Hello all,
I'm happy to announce that we've secured a date for our next meetup at Google Campus: Thursday 06 March 2014 from 6:00 PM to 8:00 PM.
We have a number of possibilities as to what our next talk should be:
First, Daniel Slutsky submitted an interesting draft for a talk on data analysis. The draft is included at the end of this mail.
Second, we discussed at the end of our last talk the idea of a session on programming practices in Clojure based on real-world problems. If I remember correctly, we agreed that a number of members (Chen, Morri, Tzach, Daniel and myself, if my memory serves me well) would present insights we may have accumulated while working on real-world problems. Many good ideas were suggested during that discussion, and if I forgot something, please use this opportunity to voice them again.
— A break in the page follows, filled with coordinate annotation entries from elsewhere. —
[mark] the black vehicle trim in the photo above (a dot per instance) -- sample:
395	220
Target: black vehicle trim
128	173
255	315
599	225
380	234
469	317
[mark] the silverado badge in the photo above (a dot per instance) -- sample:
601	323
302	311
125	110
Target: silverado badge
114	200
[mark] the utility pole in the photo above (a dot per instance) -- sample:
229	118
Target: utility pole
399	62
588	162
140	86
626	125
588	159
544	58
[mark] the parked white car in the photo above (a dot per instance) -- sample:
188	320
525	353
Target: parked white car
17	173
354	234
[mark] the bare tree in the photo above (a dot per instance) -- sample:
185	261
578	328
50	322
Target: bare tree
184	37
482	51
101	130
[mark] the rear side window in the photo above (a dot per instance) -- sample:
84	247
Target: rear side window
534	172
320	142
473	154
Finally, a special session designed to attract newcomers. We want to inject new blood in the local Clojure community, and for this we need to reach out and do special efforts to help people join and start coding in Clojure. We may and probably should draw inspiration from Clojurebridge (
http://www.clojurebridge.org/), an effort with similar aims. They are preparing a curriculum, and the material will be online soon (if it's not already). They recently settled on Lighttable as the beginner's editor. You can follow the discussions here:
What are your thoughts?
Thank you.
Here is Daniel Slutsky's draft:
"A decent platform for data analysis has to satisfy various demands:
to let the user define and change analyses in an interactive, flexible
way; to make it simple to reproduce whole dataflows; to be
fast; to support interaction with other software
components and data sources; and more.
Are all these demands, in fact, contradictory?
From its early days, Clojure has been offering ways to meet
the above kinds of demands, with the introduction of libraries such
as Incanter. Importat progress has been made in the development
of several other libraries during the last year. It might be claimed,
that Clojure is already a decent platform for data analysis, in the sense
suggested above.
The talk will be a live demonstration of some data analysis
tasks in Clojure. We will present and use some of the existing
libraries in the areas of statistics, numerical computing,
dataflow management and visualization.
We will try to ask ourselves, how our methods are actually affected by
the specific language characteristics of Clojure.
Only basic knowledge of Clojure will be assumed."